किस तरह खेलना/*كس طرح كهيلنا*
_[kis tarah khelnaa]_ 
"how to play"

किस तरह पोकेर खेलना/*كس طرح پوكر كهيلنا*
_[kis tarah pokar khelnaa]_
"how to play poker"

*Gujarati:*

કેવી રીતે રમવું
_[kevi riite ramvu]_
"how to play"

કેવી રીતે પોકર રમવું
_[kevi riite pokar ramvu]_
"how to play poker"


----------



## Joannes

pseudoego said:


> So "Hoe te Spelen" is OK as a general title or subtitle for games, in general?


 
Yes, although I would leave *te* out: *Hoe spelen?*, in which case you would need the question mark more definitely, to my impression.
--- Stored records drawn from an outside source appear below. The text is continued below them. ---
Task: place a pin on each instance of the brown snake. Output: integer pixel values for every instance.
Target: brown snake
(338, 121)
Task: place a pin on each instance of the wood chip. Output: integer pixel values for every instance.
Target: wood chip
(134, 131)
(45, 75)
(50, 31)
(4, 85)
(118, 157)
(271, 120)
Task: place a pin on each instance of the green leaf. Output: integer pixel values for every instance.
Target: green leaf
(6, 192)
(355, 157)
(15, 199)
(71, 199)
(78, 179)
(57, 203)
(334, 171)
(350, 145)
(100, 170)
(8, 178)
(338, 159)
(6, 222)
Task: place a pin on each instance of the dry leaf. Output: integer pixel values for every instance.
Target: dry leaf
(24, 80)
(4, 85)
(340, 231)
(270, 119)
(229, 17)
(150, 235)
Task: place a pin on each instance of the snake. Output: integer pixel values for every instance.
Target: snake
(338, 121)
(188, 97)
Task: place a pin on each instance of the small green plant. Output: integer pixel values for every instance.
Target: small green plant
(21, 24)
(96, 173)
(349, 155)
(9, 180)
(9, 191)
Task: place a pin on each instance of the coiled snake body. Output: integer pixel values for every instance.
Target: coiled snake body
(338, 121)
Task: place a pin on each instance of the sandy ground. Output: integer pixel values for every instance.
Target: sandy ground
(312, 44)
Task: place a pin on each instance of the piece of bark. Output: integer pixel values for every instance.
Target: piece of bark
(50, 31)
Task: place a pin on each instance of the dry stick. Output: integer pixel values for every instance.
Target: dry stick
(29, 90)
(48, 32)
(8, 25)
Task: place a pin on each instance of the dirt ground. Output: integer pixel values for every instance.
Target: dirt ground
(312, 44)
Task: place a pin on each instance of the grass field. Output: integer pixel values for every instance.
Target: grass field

Forget about those in-sentence capitalizations, by the way.

A more natural translation may be along the lines of Frank's proposal: *Hoe speel je?* (Question mark definitely needed here.)

A very common title or subtitle - but not a translation anymore - could be *Spelregels* 'game rules'.


----------



## macta123

In Hindi : Kis tarah kahélein

In Malayalam : Engané kalikjanam  ( j is read as "Y" )


----------



## pseudoego

Joannes said:


> A very common title or subtitle - but not a translation anymore - could be *Spelregels* 'game rules'.


 
Thank you.
As you pointed out, "Game rules" and "How to play" are different concepts.
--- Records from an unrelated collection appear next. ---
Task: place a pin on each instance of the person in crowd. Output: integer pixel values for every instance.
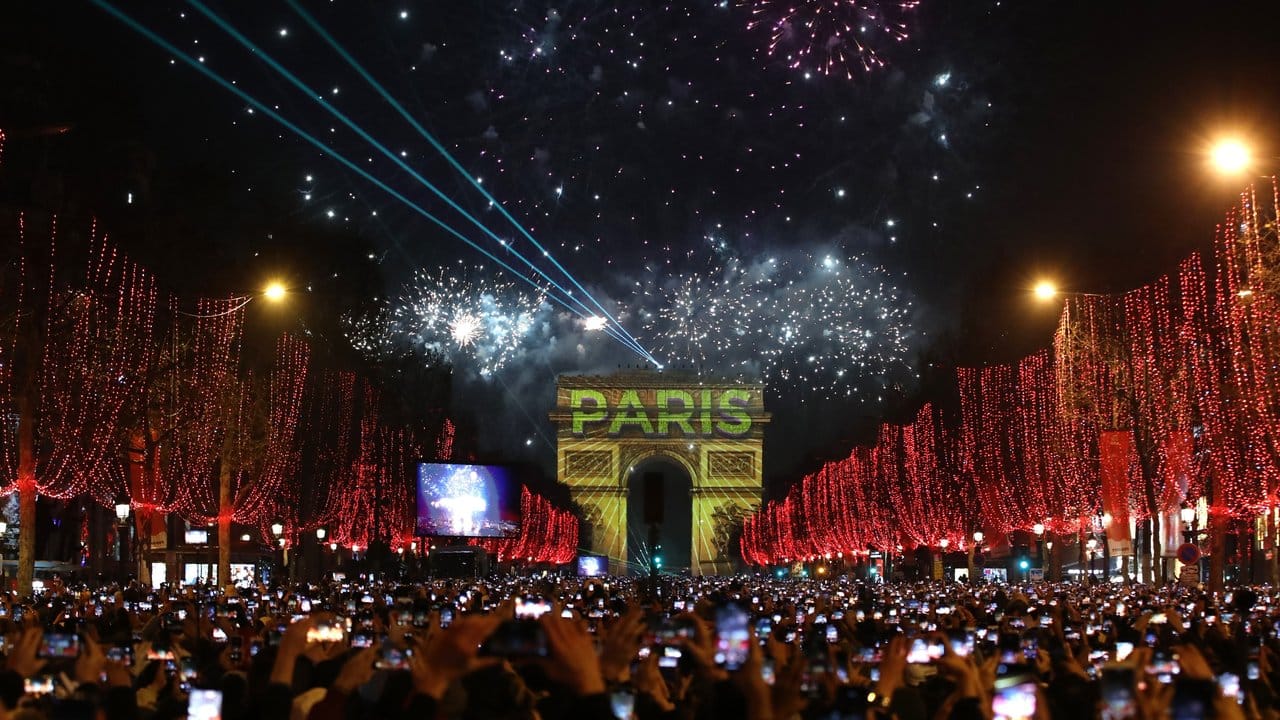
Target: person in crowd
(600, 648)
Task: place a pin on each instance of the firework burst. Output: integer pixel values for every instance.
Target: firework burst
(831, 37)
(833, 326)
(470, 320)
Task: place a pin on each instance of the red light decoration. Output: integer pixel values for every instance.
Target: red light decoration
(547, 534)
(1189, 377)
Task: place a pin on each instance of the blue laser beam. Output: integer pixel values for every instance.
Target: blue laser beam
(315, 26)
(319, 99)
(261, 106)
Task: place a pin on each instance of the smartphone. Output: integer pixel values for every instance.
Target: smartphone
(1014, 697)
(961, 642)
(516, 638)
(732, 636)
(327, 632)
(392, 657)
(122, 654)
(41, 684)
(768, 671)
(622, 702)
(1229, 684)
(919, 652)
(59, 645)
(1164, 666)
(531, 609)
(1116, 688)
(204, 705)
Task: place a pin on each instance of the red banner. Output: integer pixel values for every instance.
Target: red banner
(1178, 469)
(1115, 452)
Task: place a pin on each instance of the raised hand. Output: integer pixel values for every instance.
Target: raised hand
(572, 656)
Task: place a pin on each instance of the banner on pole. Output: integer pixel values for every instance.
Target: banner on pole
(1115, 451)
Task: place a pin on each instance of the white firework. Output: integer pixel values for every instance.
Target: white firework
(475, 323)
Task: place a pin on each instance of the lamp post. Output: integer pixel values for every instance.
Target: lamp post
(1105, 522)
(1188, 516)
(1038, 529)
(278, 532)
(4, 538)
(122, 516)
(974, 555)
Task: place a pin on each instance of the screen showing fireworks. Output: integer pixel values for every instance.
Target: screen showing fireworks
(474, 501)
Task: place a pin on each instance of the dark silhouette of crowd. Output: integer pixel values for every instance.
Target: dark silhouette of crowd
(752, 647)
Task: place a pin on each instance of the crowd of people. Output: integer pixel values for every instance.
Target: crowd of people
(599, 648)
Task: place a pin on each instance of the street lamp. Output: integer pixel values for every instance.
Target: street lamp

The rules of poker are very simple, but knowing how to play goes far beyond them, as it does for Chess.  One can move all the pieces correctly and be totally inadequate as a "player."


----------



## univerio

In Chinese, How to Play generally translates to 怎么玩/怎麽玩 (zěnme wán), or more formally, 如何玩 (rúhé wán), but depending on the context, say, poker, it changes to 怎么打/怎麽打 (zěnme dǎ), because poker is a card game, and the verb changes. Both of these sound very awkward and generally not used. A more natural message you would see is a general Help message, 帮助/幫助 (bāngzhù, help), or 游戏规则/遊戲規則 (youxì guīzé, or simply 规则/規則, guīzé, game rules).
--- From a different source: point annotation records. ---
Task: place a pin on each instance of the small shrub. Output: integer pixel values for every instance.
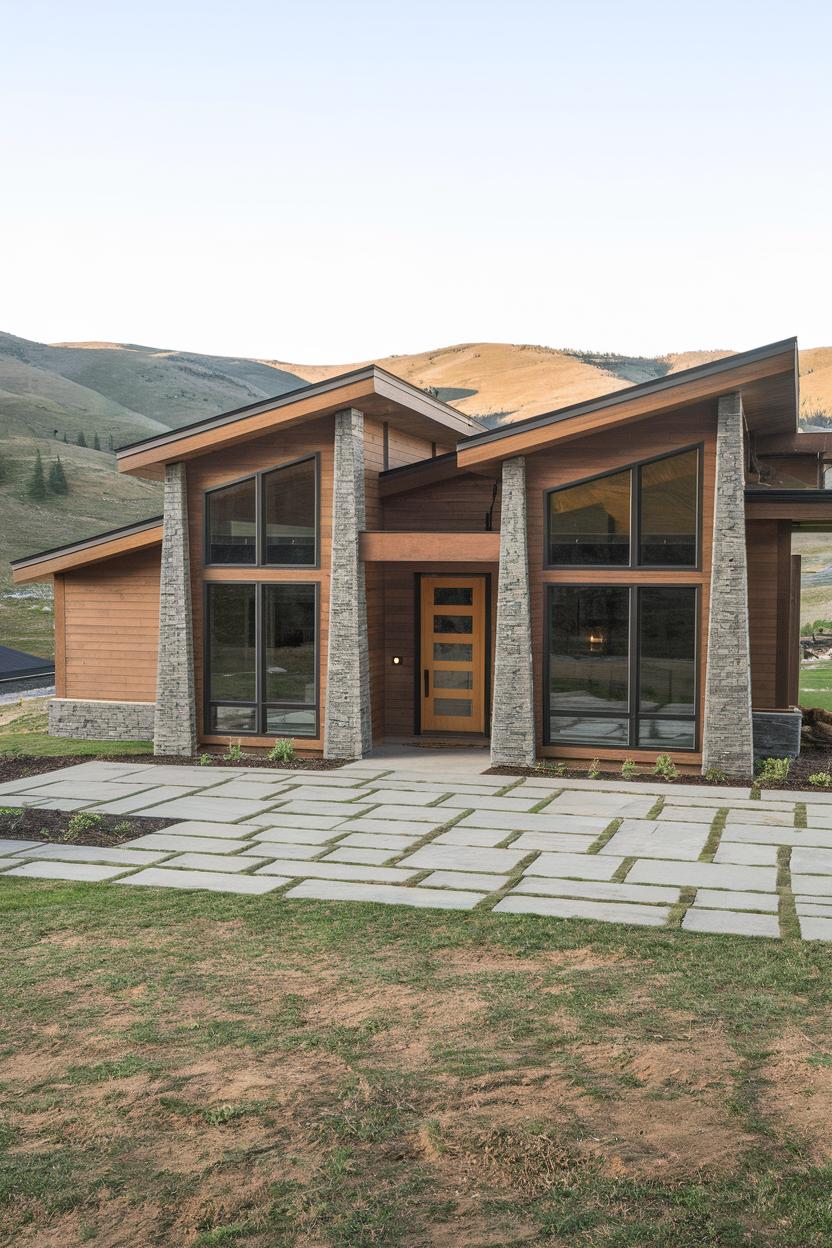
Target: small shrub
(665, 768)
(84, 821)
(771, 771)
(282, 750)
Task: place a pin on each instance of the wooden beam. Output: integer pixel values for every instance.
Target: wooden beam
(389, 547)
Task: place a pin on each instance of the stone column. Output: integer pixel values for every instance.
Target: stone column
(348, 726)
(513, 736)
(175, 720)
(727, 730)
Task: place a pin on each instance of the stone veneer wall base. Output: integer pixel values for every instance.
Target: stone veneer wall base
(727, 736)
(513, 734)
(348, 725)
(91, 720)
(175, 725)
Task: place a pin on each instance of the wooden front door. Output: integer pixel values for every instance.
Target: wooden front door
(453, 654)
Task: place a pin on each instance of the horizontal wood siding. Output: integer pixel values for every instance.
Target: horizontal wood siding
(458, 504)
(599, 453)
(110, 635)
(226, 466)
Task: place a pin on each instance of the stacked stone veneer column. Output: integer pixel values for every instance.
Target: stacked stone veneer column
(175, 720)
(513, 738)
(348, 726)
(727, 740)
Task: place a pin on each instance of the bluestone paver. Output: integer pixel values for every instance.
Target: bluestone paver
(430, 899)
(730, 922)
(212, 881)
(605, 911)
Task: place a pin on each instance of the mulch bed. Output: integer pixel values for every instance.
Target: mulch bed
(54, 825)
(18, 766)
(811, 760)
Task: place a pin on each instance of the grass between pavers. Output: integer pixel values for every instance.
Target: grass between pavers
(193, 1068)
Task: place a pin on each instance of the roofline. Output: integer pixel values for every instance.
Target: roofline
(366, 372)
(726, 363)
(87, 543)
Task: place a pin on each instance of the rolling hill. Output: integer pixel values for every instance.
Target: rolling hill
(121, 392)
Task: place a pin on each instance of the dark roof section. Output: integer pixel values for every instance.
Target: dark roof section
(16, 664)
(124, 531)
(323, 387)
(624, 396)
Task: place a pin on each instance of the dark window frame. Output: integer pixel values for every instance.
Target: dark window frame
(631, 714)
(258, 478)
(260, 705)
(635, 517)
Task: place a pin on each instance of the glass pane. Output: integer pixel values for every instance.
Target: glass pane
(452, 652)
(290, 721)
(458, 708)
(667, 649)
(585, 730)
(453, 623)
(291, 514)
(444, 679)
(233, 719)
(590, 523)
(666, 734)
(453, 595)
(290, 643)
(588, 648)
(232, 523)
(669, 491)
(232, 640)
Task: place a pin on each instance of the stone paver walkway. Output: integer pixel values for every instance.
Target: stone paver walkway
(411, 831)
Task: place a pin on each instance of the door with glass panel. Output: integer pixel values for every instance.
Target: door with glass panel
(452, 684)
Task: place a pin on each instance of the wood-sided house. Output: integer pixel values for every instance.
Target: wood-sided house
(356, 562)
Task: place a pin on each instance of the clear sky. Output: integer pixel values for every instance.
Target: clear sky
(331, 181)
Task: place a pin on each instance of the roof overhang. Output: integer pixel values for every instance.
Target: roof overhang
(766, 378)
(79, 554)
(372, 390)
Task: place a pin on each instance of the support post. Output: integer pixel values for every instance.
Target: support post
(348, 725)
(175, 718)
(513, 734)
(727, 739)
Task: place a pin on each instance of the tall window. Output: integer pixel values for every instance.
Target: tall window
(270, 519)
(261, 659)
(621, 665)
(645, 516)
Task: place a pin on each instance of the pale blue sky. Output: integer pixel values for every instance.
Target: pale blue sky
(322, 181)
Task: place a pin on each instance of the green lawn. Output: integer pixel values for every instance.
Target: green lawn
(191, 1068)
(816, 685)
Note: the slashes indicate that the word before the slash is written in Simplified Chinese and the word after is written in Traditional Chinese. These can be regarded as seperate languages for the purpose of a website or a book.


----------



## Frank06

Hi,


pseudoego said:


> Thank you.
> As you pointed out, "Game rules" and "How to play" are different concepts.
> The rules of poker are very simple, but knowing how to play goes far beyond them, as it does for Chess. One can move all the pieces correctly and be totally inadequate as a "player."


 
Then I would also suggest for *Dutch*:
Zo speel je poker!
(with some stress on 'zo' by means of typographical aids (bigger letter, other colour) or (maybe) an accent: Zó)
Groetjes,

Frank


----------



## ramen

In Korean, "how to play poker" would be 포커하는 방법 (po-keo ha-neun bang-beop).


----------



## gurkan100

pseudoego said:


> Svenska: Hurman Spelar / Hurman Spelar Poker



It should be:
Svenska: Hur man spelar / Hur man spelar Poker


----------



## Nizo

In *Esperanto*:  _Kiel__ ludi_ and _Kiel__ ludi pokeron_.


----------